Autre segment de marché, même tendance, celui du contract management. Usuellement marché d’équipement pur, l’engouement pour des solutions technologiques entraîné par la pandémie s’est affirmé. " De plus en plus de solutions de contract management proposent des API pour s'intégrer aux autres outils de l’entreprise. Les CLM ne peuvent plus vivre indépendamment du reste des systèmes d'information des entreprises ", constate Thibaut Caoudal, fondateur et CEO de Leeway. Cette capacité à insérer ces solutions dans l’environnement métier des clients, en est encore à ses balbutiements.

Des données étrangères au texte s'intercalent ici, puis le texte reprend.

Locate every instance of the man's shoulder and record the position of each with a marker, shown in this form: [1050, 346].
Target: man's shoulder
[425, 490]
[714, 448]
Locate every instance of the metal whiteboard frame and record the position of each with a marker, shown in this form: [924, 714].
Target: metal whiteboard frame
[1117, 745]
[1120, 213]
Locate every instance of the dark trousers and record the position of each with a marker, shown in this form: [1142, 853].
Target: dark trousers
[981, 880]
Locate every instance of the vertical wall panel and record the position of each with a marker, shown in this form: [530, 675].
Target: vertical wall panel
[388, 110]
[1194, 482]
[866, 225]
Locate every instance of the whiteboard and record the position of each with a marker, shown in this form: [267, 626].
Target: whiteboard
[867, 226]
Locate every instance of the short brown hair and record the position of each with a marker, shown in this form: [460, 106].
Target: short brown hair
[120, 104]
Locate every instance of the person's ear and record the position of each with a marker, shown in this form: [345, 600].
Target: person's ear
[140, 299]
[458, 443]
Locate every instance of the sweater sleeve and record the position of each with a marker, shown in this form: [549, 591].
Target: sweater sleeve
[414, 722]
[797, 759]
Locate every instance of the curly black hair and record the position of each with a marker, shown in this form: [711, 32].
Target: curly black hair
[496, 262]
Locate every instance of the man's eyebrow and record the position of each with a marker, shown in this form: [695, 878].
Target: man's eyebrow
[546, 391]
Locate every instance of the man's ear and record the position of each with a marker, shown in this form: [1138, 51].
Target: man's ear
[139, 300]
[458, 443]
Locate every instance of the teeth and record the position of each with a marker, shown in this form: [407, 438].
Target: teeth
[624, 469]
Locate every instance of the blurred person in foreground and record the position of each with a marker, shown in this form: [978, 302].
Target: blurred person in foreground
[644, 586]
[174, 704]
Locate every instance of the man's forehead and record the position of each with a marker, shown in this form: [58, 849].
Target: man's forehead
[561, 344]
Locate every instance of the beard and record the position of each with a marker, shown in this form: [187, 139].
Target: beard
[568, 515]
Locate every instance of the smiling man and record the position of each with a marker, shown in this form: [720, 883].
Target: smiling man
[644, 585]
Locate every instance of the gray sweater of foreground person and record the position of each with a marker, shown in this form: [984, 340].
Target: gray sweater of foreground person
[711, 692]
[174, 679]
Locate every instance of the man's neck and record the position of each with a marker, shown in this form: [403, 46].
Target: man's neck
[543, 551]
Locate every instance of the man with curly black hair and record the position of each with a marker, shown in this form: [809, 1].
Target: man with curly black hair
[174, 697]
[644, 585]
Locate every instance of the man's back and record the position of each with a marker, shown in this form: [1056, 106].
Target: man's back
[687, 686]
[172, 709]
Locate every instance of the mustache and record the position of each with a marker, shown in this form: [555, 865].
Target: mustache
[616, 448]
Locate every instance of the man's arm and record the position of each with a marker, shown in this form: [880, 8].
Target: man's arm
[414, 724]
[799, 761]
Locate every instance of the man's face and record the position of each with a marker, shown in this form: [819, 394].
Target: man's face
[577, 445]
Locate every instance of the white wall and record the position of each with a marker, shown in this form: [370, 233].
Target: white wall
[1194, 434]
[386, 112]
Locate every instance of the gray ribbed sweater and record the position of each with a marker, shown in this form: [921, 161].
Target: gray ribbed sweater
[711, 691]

Croissance rentable et partenariats
Cependant, le standard ne correspond pas forcément aux attentes des juristes français. " Il y a peu de porosité entre les deux acteurs. D’un côté l’un demande du sur-mesure alors que le but des startups qui s’adressent aux TPE/PME est de rendre accessible au plus grand nombre un service. Ce sont deux approches et deux positionnements différents ", analyse Philippe Wagner. Pour trouver un équilibre, 67 % des legaltechs qui ont répondu au baromètre ont conclu des partenariats avec des éditeurs de logiciels, des institutions ou des acteurs plus traditionnels du secteur.
Ce type d’alliance est aussi un bon moyen pour alimenter sa croissance et faire face au manque de capitaux disponibles. Les acteurs de la Legaltech affichent, d’ailleurs, des chiffres d’affaires en constante hausse depuis l’année dernière selon les données du baromètre. 28 de ces startups ont réalisé plus de 500.000 euros de chiffre d’affaires en 2022.
Une legaltech sur cinq a effectué entre 1 et 5 millions de chiffre d’affaires cette année. Et au moins 35 % d’entre elles se déclarent rentables. LegalPlace, Quai des Notaires, YouSign et Dilitrust font partie des 6 % des legaltechs qui ont réalisé des opérations de croissance externe.